At a total cost of more than $5 billion, Los Angeles’ new Metro Rail subway is part of the biggest public-works project in the nation. It is also a key component of the projected 400-mile rail network that will give this sprawling metropolis a modern mass-transit system that is a real alternative to cars and clogged freeways.

So we had better do it right.

That’s why officials of the Metropolitan Transportation Authority--the new super-agency that is overseeing construction of Metro Rail and operating its system of subways, trolleys, buses and commuter trains--must move quickly to reassure riders and taxpayers that tunnels for the first segment of the subway are as safe as they can be.

THIN SKIN: The Times reported Sunday that segments of the 4.4-mile-long Red Line subway route between Union Station and MacArthur Park were built with less concrete than was called for in the design specifications. According to public records and inspections reports, there are spots along the subway tunnels where concrete may be not as thick as the required 12 inches. These thin-concrete areas cover parts of the tunnel between Union Station and the Red Line’s Pershing Square station.

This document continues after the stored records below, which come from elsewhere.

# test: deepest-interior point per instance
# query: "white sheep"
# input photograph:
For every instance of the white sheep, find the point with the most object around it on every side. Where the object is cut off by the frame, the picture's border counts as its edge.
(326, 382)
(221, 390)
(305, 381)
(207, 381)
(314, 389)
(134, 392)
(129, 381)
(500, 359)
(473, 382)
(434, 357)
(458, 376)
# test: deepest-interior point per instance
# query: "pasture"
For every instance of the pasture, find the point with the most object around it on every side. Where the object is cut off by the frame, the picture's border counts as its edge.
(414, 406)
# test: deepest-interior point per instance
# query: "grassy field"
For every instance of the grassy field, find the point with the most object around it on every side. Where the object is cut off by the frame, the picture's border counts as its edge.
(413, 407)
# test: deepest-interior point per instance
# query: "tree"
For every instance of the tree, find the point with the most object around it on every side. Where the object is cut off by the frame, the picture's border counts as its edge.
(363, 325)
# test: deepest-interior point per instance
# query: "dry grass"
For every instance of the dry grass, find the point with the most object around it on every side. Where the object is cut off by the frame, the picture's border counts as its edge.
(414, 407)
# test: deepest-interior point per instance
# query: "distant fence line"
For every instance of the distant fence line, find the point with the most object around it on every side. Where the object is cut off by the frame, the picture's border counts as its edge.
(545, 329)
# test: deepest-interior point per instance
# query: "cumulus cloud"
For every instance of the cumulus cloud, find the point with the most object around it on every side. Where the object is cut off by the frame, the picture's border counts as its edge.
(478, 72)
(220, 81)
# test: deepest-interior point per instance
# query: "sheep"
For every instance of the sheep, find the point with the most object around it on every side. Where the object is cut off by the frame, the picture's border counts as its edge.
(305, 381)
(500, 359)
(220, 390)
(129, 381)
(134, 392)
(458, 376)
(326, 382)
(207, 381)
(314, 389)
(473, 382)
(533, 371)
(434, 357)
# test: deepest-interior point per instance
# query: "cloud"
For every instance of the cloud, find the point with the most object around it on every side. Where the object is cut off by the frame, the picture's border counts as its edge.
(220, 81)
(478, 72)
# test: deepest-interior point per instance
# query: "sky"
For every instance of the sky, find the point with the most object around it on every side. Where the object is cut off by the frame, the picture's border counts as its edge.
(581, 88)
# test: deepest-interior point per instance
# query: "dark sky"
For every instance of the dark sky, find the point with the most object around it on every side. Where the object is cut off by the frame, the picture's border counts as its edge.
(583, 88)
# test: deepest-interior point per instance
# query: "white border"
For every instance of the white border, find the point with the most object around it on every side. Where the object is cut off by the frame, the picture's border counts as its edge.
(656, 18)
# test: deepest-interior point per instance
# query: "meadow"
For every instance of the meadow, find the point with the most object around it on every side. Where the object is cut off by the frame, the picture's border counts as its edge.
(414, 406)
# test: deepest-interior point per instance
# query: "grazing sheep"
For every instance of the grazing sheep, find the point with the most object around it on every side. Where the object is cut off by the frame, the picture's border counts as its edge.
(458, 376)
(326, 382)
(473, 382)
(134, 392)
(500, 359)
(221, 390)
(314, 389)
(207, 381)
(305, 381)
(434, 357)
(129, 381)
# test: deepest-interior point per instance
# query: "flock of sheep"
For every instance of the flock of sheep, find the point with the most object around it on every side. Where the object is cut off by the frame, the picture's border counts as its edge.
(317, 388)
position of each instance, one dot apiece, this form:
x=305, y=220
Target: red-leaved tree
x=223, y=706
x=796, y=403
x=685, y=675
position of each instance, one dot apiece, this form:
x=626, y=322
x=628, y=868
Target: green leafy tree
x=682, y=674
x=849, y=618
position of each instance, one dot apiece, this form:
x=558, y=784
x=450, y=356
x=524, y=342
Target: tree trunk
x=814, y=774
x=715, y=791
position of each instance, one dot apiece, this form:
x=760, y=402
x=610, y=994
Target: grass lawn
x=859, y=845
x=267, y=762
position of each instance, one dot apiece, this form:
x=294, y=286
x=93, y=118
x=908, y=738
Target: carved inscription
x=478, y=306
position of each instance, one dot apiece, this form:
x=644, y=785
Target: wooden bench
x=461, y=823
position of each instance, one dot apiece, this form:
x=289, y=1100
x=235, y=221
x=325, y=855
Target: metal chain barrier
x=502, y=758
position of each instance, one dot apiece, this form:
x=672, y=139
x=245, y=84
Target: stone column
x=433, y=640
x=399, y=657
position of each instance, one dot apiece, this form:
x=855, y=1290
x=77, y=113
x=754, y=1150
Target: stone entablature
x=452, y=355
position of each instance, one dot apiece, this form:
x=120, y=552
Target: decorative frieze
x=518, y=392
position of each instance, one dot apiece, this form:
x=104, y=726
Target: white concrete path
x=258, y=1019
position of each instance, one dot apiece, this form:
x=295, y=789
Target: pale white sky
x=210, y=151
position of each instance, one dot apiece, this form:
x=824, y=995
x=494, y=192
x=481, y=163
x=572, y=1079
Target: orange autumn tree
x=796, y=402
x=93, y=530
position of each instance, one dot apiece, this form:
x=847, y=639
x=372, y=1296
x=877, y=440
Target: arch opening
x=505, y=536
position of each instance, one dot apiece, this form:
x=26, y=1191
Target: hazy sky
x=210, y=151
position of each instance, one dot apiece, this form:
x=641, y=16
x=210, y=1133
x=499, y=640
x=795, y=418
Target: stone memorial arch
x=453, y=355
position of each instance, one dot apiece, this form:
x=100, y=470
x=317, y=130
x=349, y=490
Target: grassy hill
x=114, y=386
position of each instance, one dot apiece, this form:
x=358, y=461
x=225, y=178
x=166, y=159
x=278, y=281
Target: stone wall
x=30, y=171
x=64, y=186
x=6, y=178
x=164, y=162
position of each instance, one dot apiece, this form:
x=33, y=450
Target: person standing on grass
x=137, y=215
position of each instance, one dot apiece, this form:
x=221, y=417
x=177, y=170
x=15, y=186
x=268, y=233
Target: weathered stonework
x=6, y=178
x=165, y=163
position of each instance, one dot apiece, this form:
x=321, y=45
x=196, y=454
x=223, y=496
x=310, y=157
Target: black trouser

Such thin patches can occur when there is a slight misalignment in the original tunnel bore, according to experts. Engineers can compensate for such problems with reinforcing steel rods embedded in the concrete or steel plates placed outside it. And while this has been done in the Metro Rail tunnels, publicity about thin concrete will surely raise questions about subway safety here in earthquake-conscious Southern California.

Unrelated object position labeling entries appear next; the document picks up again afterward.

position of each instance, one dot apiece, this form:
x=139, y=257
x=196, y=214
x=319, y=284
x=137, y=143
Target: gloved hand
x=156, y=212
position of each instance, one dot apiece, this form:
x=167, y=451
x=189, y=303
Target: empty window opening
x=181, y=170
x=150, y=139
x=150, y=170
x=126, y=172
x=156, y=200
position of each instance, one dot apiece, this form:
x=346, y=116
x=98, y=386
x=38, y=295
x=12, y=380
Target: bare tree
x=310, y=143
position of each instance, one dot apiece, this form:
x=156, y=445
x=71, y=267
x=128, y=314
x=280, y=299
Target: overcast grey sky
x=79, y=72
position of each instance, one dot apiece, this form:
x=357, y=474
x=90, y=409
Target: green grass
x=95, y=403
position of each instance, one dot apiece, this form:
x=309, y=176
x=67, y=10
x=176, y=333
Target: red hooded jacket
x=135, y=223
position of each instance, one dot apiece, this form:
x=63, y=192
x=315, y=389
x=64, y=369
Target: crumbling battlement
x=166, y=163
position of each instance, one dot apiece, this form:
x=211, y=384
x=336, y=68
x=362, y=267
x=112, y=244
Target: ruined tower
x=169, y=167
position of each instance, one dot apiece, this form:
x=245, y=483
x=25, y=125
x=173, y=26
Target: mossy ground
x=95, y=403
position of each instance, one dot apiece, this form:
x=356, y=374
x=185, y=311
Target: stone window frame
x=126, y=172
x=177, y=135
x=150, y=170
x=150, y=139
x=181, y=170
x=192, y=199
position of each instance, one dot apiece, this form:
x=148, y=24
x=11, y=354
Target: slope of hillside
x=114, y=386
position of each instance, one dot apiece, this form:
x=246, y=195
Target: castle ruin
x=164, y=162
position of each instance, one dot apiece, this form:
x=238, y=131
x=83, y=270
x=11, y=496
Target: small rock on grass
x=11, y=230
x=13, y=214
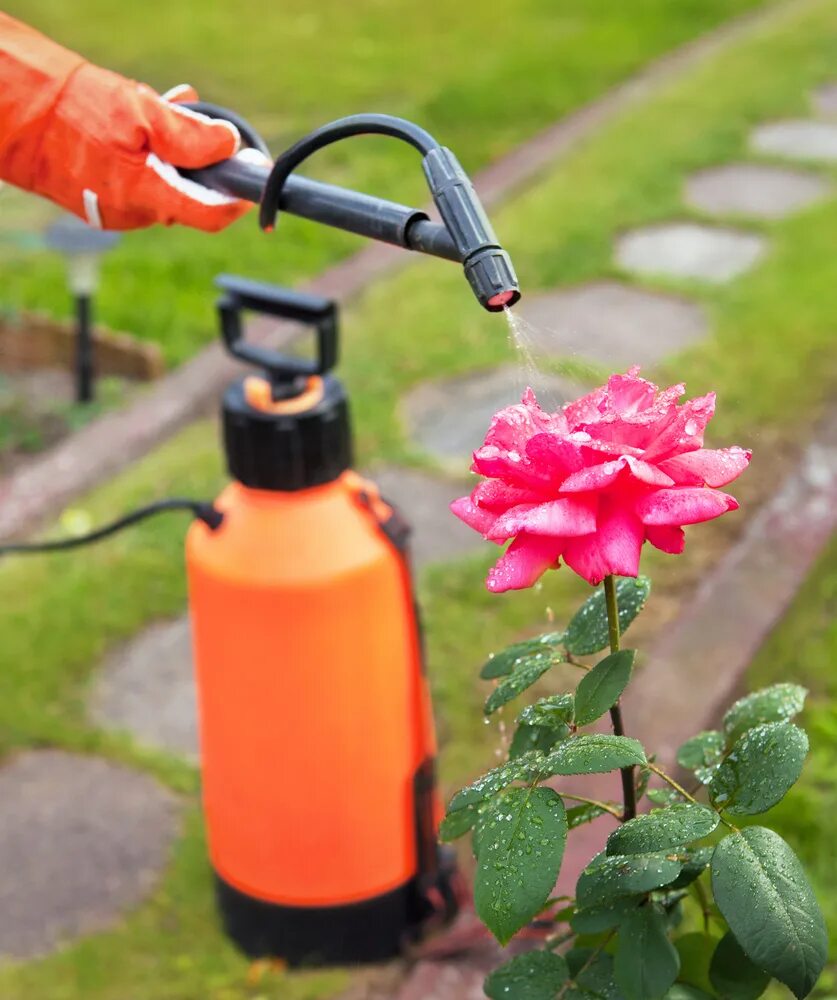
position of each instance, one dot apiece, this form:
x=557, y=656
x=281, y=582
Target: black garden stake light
x=82, y=247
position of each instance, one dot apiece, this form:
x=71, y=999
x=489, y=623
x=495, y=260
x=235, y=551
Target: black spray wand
x=465, y=234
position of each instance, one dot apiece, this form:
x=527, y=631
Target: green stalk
x=628, y=785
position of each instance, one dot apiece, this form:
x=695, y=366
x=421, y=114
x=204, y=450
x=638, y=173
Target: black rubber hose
x=342, y=128
x=206, y=512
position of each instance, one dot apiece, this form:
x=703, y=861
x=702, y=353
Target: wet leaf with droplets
x=702, y=754
x=588, y=633
x=537, y=975
x=457, y=824
x=554, y=710
x=608, y=878
x=523, y=768
x=765, y=898
x=504, y=662
x=542, y=738
x=646, y=963
x=695, y=862
x=522, y=840
x=733, y=975
x=524, y=675
x=778, y=703
x=663, y=829
x=594, y=753
x=601, y=687
x=762, y=765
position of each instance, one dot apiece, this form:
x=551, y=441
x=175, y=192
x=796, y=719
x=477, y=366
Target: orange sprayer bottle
x=317, y=740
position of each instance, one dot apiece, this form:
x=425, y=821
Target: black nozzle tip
x=492, y=279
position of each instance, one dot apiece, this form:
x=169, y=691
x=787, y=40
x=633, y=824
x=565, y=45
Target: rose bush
x=590, y=484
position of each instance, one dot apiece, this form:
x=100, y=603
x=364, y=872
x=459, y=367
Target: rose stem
x=628, y=786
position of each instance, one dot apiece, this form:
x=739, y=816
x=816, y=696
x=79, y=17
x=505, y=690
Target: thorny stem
x=613, y=810
x=682, y=791
x=628, y=786
x=574, y=981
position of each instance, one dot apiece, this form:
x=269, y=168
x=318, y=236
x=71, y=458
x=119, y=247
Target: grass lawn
x=804, y=649
x=770, y=327
x=480, y=79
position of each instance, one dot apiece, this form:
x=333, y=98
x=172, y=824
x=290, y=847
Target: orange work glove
x=104, y=147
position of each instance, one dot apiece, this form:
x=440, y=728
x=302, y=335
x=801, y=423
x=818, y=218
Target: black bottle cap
x=268, y=450
x=289, y=430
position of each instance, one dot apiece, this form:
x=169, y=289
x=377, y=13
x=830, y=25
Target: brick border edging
x=40, y=488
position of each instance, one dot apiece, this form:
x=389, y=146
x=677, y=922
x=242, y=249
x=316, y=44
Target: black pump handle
x=272, y=300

SEISMIC SAFETY: There is disagreement between experts over whether this thin concrete is that much of a problem. Some engineering and construction specialists, for example, say the strength of the concrete used to build the tunnels is more than the design specifications called for, which would compensate for thinness. But at least some reputable engineers warn that thin concrete could pose hazards for the subway tunnels when exposed to stress, such as the seismic forces of a major earthquake.

So questions about the Metro Rail’s tunnels are not just a public-relations problem. They are a public-safety and a public-liability problem. That’s why MTA had better get them answered fast--preferably by a panel of construction and engineering experts who do not work for the MTA. Only that is likely to answer authoritatively the complex safety question.